Drinking and driving or boating prevention
Prevention, according to Suffolk County Police Department chief Bob Brown, is key. Some 10,000 fatalities occur every year due to drinking and driving, he said, also noting that due to the department’s enhanced educational programs, that number is lower than years prior.
He suggests assigning a designated driver any time you are planning to drink. Having a plan, he said, is a huge factor. If death isn’t enough to scare you, there are severe penalties for drinking and driving or boating. Though the punishments are complex, he said, the basic .08 DWI has a minimum fine up to $1,000 and a year in jail, which doesn’t include hidden legal fees and license revocations.

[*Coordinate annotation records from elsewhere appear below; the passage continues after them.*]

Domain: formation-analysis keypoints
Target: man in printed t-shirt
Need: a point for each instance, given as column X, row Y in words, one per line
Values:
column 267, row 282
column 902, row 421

“If it’s a repeat offense or there are injuries, the penalties are much more severe,” he said, also explaining that insurance companies hike insurance fees for offenders as well.
But mainly, he said, it’s just so dangerous.
“When people are drinking and driving or boating, it is dangerous for everyone on the road, not just the person who has been drinking,” he said. “Whatever happens on a boat, you can’t just get out; there is a whole other situation. These are enjoyable things, but you got to get there safely.”
Just this month, he added, there were two fatalities on the water from boating incidents, one of which was the result of alleged alcohol use.
Use a proper SPF (sun protection factor) above 15 and make it waterproof. Sunblock should also be reapplied every two hours or so. According to the Skin Cancer Foundation, sunblock is effective at preventing skin cancers and pre-cancers. Regular use can reduce your risk of squamous cell carcinoma by about 40 percent and melanoma by 50 percent.
Who should wear it? Everyone.
When to apply it? Everyday 30 minutes, before going outdoors.
Where? To all exposed skin areas.
How much? About one ounce for the entire body.
What is the best kind? Mineral sunscreen or chemical. According to the Foundation, both are safe and most companies on the market often use a mixture of both.
People outside should use SPF even when it is cloudy and should always also consider covering up with a hat or light clothing for even greater sun protection.
The Village of Patchogue Parks and Recreation Department offers free sunscreen and hand sanitizer in all village parks. Each station is supplied with SPF 30 Coppertone Sport. The sunscreen is waterproof and sweat-proof.